The administration's main justification for providing aid -- allegations of massive Cuban support to the guerrillas -- also has come under question on Capitol Hill. The Wall Street Journal and Washington Post carried articles last month which concluded that the Senate Department "white paper" on the subject, issued last Feb. 23, was full of flaws and distortions. The State Department admitted that the paper had contained a "few points of misstated detail or ambiguous formulations" but stuck to its conclusions.
One congressman who is skeptical about the military-aid program for El Salvador, Rep. Michael D. Barnes (D) of Maryland, who is head of the House Subcommittee on Inter-American Affairs, said that Congress was currently more receptive to the idea of providing economic aid to El Salvador than it was providing further military assistance.
"The reaction to any significant increase in military assistance to El Salvador would be very negative," Mr.

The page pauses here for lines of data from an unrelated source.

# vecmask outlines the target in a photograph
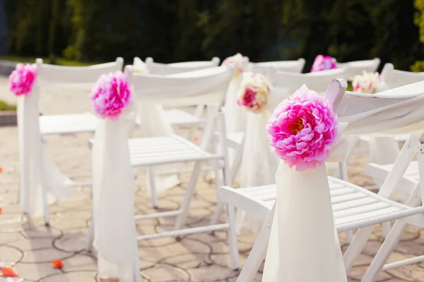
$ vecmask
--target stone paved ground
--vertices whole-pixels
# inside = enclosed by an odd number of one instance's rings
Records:
[[[13,98],[6,91],[6,80],[0,78],[0,99]],[[60,99],[59,99],[60,98]],[[64,93],[60,97],[45,94],[41,99],[45,114],[78,112],[89,109],[86,96]],[[53,107],[52,105],[54,105]],[[50,155],[63,172],[75,173],[90,171],[90,152],[87,147],[89,134],[64,137],[52,136],[46,142]],[[76,188],[66,202],[50,207],[51,227],[46,228],[40,218],[30,219],[23,215],[17,205],[19,184],[18,151],[16,128],[0,128],[0,262],[14,266],[25,281],[86,282],[96,278],[95,254],[83,251],[86,235],[91,216],[89,188]],[[366,157],[355,156],[349,166],[351,180],[359,185],[372,184],[363,169]],[[160,209],[178,208],[184,192],[188,176],[182,176],[182,183],[167,191],[160,198]],[[143,178],[137,180],[135,212],[153,212],[146,191]],[[213,185],[201,180],[189,214],[188,224],[205,224],[216,203]],[[113,209],[113,207],[111,207]],[[139,233],[170,230],[172,219],[139,221]],[[293,231],[295,232],[295,231]],[[311,231],[311,235],[313,232]],[[381,244],[380,228],[377,228],[367,243],[355,267],[348,274],[350,281],[362,277]],[[255,235],[243,230],[238,237],[240,267],[249,254]],[[343,250],[343,235],[341,235]],[[224,232],[214,235],[196,234],[184,236],[181,240],[163,238],[139,244],[141,273],[148,281],[235,281],[238,272],[228,269],[228,247]],[[424,231],[409,227],[403,235],[390,261],[424,253]],[[317,258],[319,259],[319,258]],[[52,267],[51,261],[62,260],[61,270]],[[305,266],[307,271],[308,266]],[[261,272],[256,281],[261,281]],[[0,277],[0,282],[5,281]],[[424,281],[424,264],[404,266],[384,271],[378,281]]]

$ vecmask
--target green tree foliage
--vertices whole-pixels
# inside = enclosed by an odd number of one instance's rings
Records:
[[[415,7],[418,10],[416,12]],[[107,61],[224,59],[338,61],[422,54],[424,0],[6,0],[19,56]],[[415,17],[414,17],[415,15]],[[415,24],[414,24],[415,20]],[[420,27],[420,28],[418,28]]]
[[[424,43],[424,0],[415,0],[413,4],[417,9],[414,17],[414,23],[420,30],[420,41],[421,43]],[[416,61],[411,66],[411,69],[412,71],[424,71],[424,61]]]
[[[413,0],[285,0],[286,34],[300,42],[289,50],[312,63],[318,54],[338,61],[379,57],[407,69],[419,53]]]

Barnes said.
Another critic, Rep. Clarence D. Long (D) of Maryland, chairman of the House Subcommittee on Foreign Operations, said that when the question comes up again, he may vote against both military and economic aid for El Salvador.
"The problem is not so much that the war's at a stalemate," said Congressman Long in a telephone interview. "The problem is that the economy's at a stalemate.
"The land reform was carried out in a bad way," he said. "The cooperatives don't work. . . .A billion dollars left the country before they could slam the door.
"It's a represive regime, and we just don't know how to keep them from stealing our money," the congressman continued. "I don't know what the solution is, but I do know that the US Treasury is going to be the target of a ripoff, and if we stay in there, we're going to end up being the enemy."
But Long thinks that, in this case, votes on El Salvador will divide largely along partisan lines. In his view, many Republicans will vote for further aid mainly because it is being proposed by a GOP administration.